Before KENNEDY and WELLFORD, Circuit Judges and LIVELY, Senior Circuit Judge.


ORDER

This case has been referred to a panel of the court pursuant to Rule 9(a), Rules of the Sixth Circuit. Upon examination of the record and the briefs, this panel unanimously agrees that oral argument is not needed. Fed. R. App. P. 34(a).

William J. Florida, a pro se Michigan plaintiff, appeals the judgment for defendant in this diversity contract action. Florida and his partner and five other franchisees of defendant from various states originally filed suit in Texas in 1982, alleging breach of contract, fraud, and Sherman Act violations by the defendant. Defendant, meanwhile, filed for arbitration in Boston, where it has its headquarters. Each plaintiff was transferred to their home states, plaintiff's case being sent to Michigan. The parties then jointly moved to hold the case in abeyance pending the outcome of arbitration. However, the arbitration proceedings were dismissed after the parties reached a settlement agreement and signed general release forms. Florida then contested the dismissal of this action. The district court held a bench trial, after which it concluded that the release was valid and binding, and entered judgment for defendant. Plaintiff, who was represented by counsel below, requested in forma pauperis status for appeal purposes, which the district court denied; he did not renew his motion for in forma pauperis status in this court. However, he moves that the transcript of the bench trial be provided at government expense. He also requests sanctions under Fed. R. Civ. P. 11, while defendant requests damages and costs pursuant to Fed. R. App. P. 38.

Upon consideration, we conclude that this case was properly dismissed, due to the valid release signed by plaintiff. His argument that the arbitration proceedings were commenced in the wrong forum does not affect the validity of the settlement agreement. His alternate argument that his attorney delivered the release to defendant before all the terms of the settlement were fulfilled is not supported by the record. Furthermore, even if that were the case, defendant would nevertheless be entitled to enforcement. See Capital Dredge and Dock Corp. v. City of Detroit, 800 F.2d 525, 530-31 (6th Cir. 1986).

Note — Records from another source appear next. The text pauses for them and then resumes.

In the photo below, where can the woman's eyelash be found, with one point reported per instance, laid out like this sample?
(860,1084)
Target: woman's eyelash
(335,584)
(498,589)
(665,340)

Plaintiff's request for transcript must be denied as he is not proceeding in forma pauperis. See 28 U.S.C. § 753(f). Moreover, the record is sufficient to affirm the district court's judgment. Plaintiff's reliance on a letter from defendant's attorney which he claims contradicts his trial testimony is misplaced, as the letter contains an earlier settlement offer which plaintiff rejected, and does not bear on the settlement agreement in dispute. Florida's request for sanctions must also be denied, as this court cannot impose sanctions under Rule 11 for actions taken in the district court. See Webster v. Sowders, 846 F.2d 1032, 1040 (6th Cir. 1988). We do not find that the circumstances of this case merit granting defendant's request for damages and costs pursuant to Fed. R. App. P. 38.

Accordingly, the motions for transcript, sanctions and damages are hereby denied, and the district court's judgment is affirmed. Rule 9(b) (5), Rules of the Sixth Circuit.